Chapter 4 #2
"Who are you?" My voice came out high and unrecognizable. "What do you want?"
The first man didn't stop. His partner circled around, cutting off my path to the door. The first one reached out.
"Don't make this hard, girl. Come with us nice and easy. Nobody gets hurt."
"Get out!" I grabbed the lamp from the nightstand and held it in front of me. "I'm not going anywhere!"
"Put that piece of shit down." He took another step, patience gone from his eyes. "You can walk out, or we can carry you out. Either way, same result."
I screamed, dodged sideways from the first man's hand, and swung the lamp at his shoulder. He shifted, the lamp hit the ground and shattered, darkness swallowing half the room.
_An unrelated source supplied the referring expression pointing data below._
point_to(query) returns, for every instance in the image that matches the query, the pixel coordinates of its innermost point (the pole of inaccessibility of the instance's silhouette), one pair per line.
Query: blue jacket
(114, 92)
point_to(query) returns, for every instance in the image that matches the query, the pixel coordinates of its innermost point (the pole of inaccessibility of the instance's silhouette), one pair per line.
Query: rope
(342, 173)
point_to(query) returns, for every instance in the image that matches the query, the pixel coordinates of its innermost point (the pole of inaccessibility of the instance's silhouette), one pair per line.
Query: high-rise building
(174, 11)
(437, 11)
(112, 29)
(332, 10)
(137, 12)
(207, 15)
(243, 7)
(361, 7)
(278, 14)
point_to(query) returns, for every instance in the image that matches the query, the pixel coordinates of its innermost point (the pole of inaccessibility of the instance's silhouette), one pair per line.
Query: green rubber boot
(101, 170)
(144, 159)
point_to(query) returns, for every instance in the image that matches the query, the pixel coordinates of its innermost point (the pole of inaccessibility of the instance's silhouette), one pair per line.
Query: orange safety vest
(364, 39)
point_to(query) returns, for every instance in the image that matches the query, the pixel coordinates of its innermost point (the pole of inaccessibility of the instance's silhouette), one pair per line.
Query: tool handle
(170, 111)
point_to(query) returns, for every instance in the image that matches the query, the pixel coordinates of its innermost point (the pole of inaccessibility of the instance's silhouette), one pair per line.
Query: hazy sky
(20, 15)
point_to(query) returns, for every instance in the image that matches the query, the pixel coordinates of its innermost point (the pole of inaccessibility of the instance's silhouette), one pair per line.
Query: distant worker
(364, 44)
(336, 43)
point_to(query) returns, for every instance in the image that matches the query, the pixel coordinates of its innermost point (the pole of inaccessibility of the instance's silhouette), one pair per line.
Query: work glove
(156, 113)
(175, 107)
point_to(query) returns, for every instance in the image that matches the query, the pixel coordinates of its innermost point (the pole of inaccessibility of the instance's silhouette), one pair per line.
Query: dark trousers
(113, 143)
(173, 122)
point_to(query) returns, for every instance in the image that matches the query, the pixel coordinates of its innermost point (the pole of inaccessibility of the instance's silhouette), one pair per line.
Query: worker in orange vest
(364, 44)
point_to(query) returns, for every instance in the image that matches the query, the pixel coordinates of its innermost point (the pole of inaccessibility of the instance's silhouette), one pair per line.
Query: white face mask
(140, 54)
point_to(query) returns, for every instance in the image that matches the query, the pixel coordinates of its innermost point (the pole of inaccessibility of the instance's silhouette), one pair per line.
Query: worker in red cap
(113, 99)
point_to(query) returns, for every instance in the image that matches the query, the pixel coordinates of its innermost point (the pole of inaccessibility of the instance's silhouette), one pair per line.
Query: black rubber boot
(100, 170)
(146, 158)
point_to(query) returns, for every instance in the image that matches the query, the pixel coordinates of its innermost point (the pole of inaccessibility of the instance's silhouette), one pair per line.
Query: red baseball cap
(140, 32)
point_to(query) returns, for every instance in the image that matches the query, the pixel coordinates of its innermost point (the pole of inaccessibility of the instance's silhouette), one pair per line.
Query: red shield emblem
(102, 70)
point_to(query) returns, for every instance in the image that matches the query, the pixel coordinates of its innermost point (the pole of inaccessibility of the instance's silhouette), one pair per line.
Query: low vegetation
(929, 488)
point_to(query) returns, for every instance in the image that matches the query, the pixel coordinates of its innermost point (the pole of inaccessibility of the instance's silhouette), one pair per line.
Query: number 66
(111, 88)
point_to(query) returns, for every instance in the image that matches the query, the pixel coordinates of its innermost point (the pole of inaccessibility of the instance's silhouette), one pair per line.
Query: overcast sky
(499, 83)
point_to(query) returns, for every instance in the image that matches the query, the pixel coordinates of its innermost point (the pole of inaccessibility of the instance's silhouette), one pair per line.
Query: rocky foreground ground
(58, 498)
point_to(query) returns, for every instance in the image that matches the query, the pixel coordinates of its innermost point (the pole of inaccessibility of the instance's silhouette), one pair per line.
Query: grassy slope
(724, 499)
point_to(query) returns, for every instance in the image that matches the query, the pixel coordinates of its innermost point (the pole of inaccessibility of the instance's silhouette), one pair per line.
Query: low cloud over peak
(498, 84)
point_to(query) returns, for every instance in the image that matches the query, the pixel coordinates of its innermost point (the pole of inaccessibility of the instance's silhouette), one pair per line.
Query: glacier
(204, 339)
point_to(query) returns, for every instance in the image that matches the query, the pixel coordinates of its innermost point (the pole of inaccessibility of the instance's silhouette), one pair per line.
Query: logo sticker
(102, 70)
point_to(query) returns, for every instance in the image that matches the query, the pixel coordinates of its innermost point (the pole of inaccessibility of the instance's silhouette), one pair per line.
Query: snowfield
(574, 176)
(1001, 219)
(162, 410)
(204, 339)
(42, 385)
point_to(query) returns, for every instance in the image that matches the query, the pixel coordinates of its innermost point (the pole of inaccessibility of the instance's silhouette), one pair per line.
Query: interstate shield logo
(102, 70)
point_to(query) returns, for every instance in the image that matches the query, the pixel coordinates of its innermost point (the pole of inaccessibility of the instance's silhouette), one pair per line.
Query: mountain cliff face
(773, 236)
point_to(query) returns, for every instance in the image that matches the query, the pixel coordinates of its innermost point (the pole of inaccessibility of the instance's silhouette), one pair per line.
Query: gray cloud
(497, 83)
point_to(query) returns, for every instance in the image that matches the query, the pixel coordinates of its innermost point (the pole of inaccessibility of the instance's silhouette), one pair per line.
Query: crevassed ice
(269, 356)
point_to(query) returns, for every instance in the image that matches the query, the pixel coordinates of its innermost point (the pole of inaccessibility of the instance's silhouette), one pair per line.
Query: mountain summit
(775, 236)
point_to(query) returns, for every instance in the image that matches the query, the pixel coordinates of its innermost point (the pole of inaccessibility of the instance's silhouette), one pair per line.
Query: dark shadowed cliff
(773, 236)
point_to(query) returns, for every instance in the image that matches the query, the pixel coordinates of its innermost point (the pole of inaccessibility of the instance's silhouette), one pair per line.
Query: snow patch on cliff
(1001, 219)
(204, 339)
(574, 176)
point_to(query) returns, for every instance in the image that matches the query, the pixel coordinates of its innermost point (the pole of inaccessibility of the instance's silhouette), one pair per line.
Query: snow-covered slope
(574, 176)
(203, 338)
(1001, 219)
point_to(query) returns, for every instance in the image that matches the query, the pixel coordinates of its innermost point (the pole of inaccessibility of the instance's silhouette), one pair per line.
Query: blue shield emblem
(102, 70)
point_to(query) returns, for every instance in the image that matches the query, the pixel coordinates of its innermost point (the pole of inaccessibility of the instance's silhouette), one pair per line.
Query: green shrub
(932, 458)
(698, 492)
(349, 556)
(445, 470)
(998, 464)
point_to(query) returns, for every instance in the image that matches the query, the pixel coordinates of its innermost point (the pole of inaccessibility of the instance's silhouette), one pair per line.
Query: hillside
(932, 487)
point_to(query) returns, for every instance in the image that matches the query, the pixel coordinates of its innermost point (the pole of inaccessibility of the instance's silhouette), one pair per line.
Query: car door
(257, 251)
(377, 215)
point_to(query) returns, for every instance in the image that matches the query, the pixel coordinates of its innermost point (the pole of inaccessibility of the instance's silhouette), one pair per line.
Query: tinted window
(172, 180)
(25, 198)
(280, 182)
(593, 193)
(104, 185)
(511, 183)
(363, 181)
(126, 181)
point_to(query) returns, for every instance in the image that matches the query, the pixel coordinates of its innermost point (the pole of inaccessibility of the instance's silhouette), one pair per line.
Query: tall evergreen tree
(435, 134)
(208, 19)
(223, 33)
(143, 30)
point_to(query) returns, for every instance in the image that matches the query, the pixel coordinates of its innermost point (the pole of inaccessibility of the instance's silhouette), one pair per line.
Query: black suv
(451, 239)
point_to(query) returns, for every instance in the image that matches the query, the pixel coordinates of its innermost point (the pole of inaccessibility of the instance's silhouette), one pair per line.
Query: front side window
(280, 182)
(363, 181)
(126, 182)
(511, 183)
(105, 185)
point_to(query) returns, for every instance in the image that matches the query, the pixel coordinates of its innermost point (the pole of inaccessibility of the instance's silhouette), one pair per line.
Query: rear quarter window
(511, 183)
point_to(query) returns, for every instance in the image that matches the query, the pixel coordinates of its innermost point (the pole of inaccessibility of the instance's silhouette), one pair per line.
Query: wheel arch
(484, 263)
I lunged for the door, but he caught my wrist.
I wrenched free, knee slamming into something hard, pain shooting through my leg. But I shook him off. I hit the stairs, stumbling, practically crawling up on hands and knees until I reached the first floor.
The living room light was on.
Martha stood by the front door in her bathrobe, hair down, one hand on the frame. No fear on her face. No panic. She just stood there. An observer.
"Martha! Someone broke in! We have to go!" I ran toward her, reaching out.
Martha turned her head, looked at me, gave a cold laugh, and slowly closed the front door.
Then she turned to the two men who'd followed me up.
"Take this demon away."
"Mom?" My voice came out as a whisper. "What are you saying?"
Martha didn't look at me. She turned and walked upstairs. The two men came at me fast.
A cloth reeking of chemicals covered my nose and mouth. I fought hard, but the man's strength was ridiculous. My resistance meant nothing. Sweet, sickly fumes flooded my nostrils. My limbs went soft. Vision blurred.
Before I lost consciousness, the last thing I saw was Martha's back. Her bathrobe looked so white under the living room lights. Like church robes.
She never turned around.
"You're awake."
A voice came from my right. I snapped my eyes open—
Dull pain throbbed at the back of my skull. Everything blurred at first. Once my pupils adjusted to the light, I could finally see where I was. Warehouse. Or something like it. Dark as hell. Cluttered with random cargo all around.
A man stepped out from behind a metal shelf. Faded black T-shirt, jeans, holding a cup of water.
When he stepped into the light, I recognized his face.
"Liam?"
Liam Brooks. High school classmate. Same graduating class, though we weren't close. In a small town like ours, everyone from the same year sort of knew each other. He'd been on the basketball team, mostly bench, always sitting quietly in the back of classrooms.
My impression of him was limited to a shy, quiet, decent-looking guy.
But why the hell was he here now, in the place I'd woken up after being kidnapped?
"What are you doing here? Where is this?" I tried to move my wrists, but the ropes held tight.
Liam crouched down, held the cup to my lips. "Drink some water first. You've been drugged for six, seven hours. Your body needs hydration."
Yeah right. Like I was going to drink suspicious water in a suspicious place. I turned my head away from the cup. "Answer my question."
Liam sighed and set the water on the ground. Then sat in a folding chair in front of me, hands clasped on his knees, head down. Stayed quiet for a while before speaking.
"Chloe, you were sold."
"Ha, of course." I laughed bitterly, heart bleeding. "By my own mother."
"This is the back warehouse of a strip club in New York." Liam looked up at me. His expression didn't look like he was lying. "I work here as a bartender. Almost a year now. This morning, they brought in a new girl. I saw it was you, volunteered to watch you and talk you around."
"Strip club." I heard my voice shaking. "Did I sell for a good price?"
Liam didn't answer directly. He just said, "I don't know the specifics of the deal. All I know is the two guys who brought you said they picked you up today."
"Liam, untie me." I tried to make my voice sound calm and rational. "This is completely illegal. I didn't come here voluntarily. I need to leave. I need to call the police."
Liam untied the ropes, then immediately shook his head.
"They won't let you leave, Chloe." Liam's voice dropped low, like he was afraid of being overheard. "There are guards outside the door. Even if you ran out of this warehouse, there'd be more people outside. Security here is tighter than you think."
"Then I'll call the cops," I said. "This is kidnapping and human trafficking. Federal crime."
Liam smiled bitterly.
"Chloe, the guy who owns this club is one of the most powerful people in New York.
Not just some corporate CEO—he's connected to the mafia.
You think nobody's tried calling the cops before?
Last month, there was a girl, Casey. She said the exact same things you're saying.
Said she'd call the police, get a lawyer, expose everything about this place. "
He paused.
"Then she jumped out a third-floor window."
Liam looked at me, face dead serious. Not a hint of joking.
"If you go to the police, the club won't disappear. You will."
I didn't say anything. Didn't know what to say. My goddamn, fucked-up life.
Crushing despair surged up my throat. I closed my eyes, hand instinctively covering my stomach. There was a three-month-old baby in there.
And we were trapped in this godforsaken hell.